Recommended actions and risks live side-by-side.

Capacity decisions are always trade-offs. Surfacing both the action and the risk-if-delayed at the same visual level makes the trade-off legible. A leader can scan the recommended action, then immediately scan the risk if delayed, without having to scroll between sections.

In the six months after launch, leadership reviews consistently opened with this screen. Engagement analytics confirmed the pattern: the executive summary became the entry point for the majority of leadership-tier sessions.

FEATURED DESIGN DECISION 02

Natural-language scenario simulation

Capacity planning is a what-if discipline. Plans aren't static — they get stress-tested against scenarios: what if Singapore comes online two quarters late? What if AI demand grows 20% faster than we forecast?
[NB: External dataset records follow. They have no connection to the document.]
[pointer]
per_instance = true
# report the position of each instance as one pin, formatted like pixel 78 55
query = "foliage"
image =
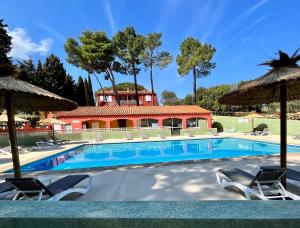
pixel 284 60
pixel 125 86
pixel 195 57
pixel 154 57
pixel 6 67
pixel 129 49
pixel 80 92
pixel 208 98
pixel 54 75
pixel 96 54
pixel 169 98
pixel 91 94
pixel 70 88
I designed a natural-language interface that lets users describe what they want to test in plain English. 'Delay Singapore DC by 2 quarters.' 'Increase AI demand 20% from Q1 2027.' 'Move 15% of training capacity from US East to Europe.'

Filled state of the simulate-changes modal, with parsed adjustments shown before commit.

The interesting design problem wasn't the natural language itself — large language models handle that well. The harder problem was building user trust in the interpretation. Capacity decisions touch budgets at the scale where misinterpretation has real consequences.

The solution was a two-step interaction. After the user types their hypothetical, the system parses the input and displays a 'Detected Adjustments' preview — a structured list of what it interpreted. The user reads the parsed interpretation, confirms it matches their intent, and only then clicks Apply. If the AI misinterprets, the user sees the misinterpretation before any state changes.

In post-launch UXR, planners reported that scenario simulation moved from 'something I do once a quarter' to 'something I do every week to stress-test our assumptions.'

FEATURED DESIGN DECISION 03

Information-architecture revamp

The first version of the platform shipped with an IA that mirrored Meta's internal data taxonomy — surfaces organized around the engineering systems that produced the data, not the questions users were trying to answer. Adoption grew steadily but plateaued at around 2K monthly users by mid-2024.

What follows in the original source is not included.